Romney Told Becket Fund In 2008: ‘I’m Not An Enormously Religious Person’

The Becket Fund has filed the first legal challenge to the Obama administration’s regulations requiring insurers and employers to cover reproductive health care services — including contraception — without additional cost sharing. The group has extensive ties to the anti-gay industry and is supported by GOP presidential front runner Mitt Romney, who, incidentally has also attacked President Obama for waging a war against religion and allegedly undermining the conscience protections of religious organizations.

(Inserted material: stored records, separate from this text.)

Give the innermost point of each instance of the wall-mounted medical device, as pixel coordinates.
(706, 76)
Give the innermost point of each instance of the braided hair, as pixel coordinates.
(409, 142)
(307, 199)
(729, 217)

On May 8, 2008 — upon suspending his first campaign for the White House — Romney received the Fund’s prestigious Canterbury Medal for “Courage in the Defense of Religious Liberty” and delivered a speech titled, “Freedom Requires Religion.” He began his talk by joking about his Mormon faith and questioning his own religious convictions:

ROMNEY: I can tell you, I’m not an enormously religious person. I try to be a religious person and I’m a lot more religious by virtue of having married her, she keeps me on the straight and narrow. And any reward I get in regards to religious liberty is associated of her having taught me the power of faith in my life and the lives of my sons and daughters and law and grandchildren. […]

Mormonism says you can’t drink, you can’t smoke, you can’t have coffee and you can’t have sex outside of marriage and they tell us that that gives us a longer life. I don’t believe it. It just makes it feel like it’s a longer life.

Watch it:

The clip reveals the depths of Romney’s connection to the Fund — to which he subsequently donated at least $25,000 — its efforts to defend those who wish to discriminate against gays and lesbians and the questionable foundations that continue to fund it.


But his comments about his faith undermine his biographical details. Romney, after all, presents himself as a religious man who spent part of his youth in France as a missionary and served as a Mormon stake president for eight years. Since entering public life, Romney has stated that he still believes in and lives by Mormon doctrine. His wife Ann, meanwhile, was converted into Mormonism by George Romney.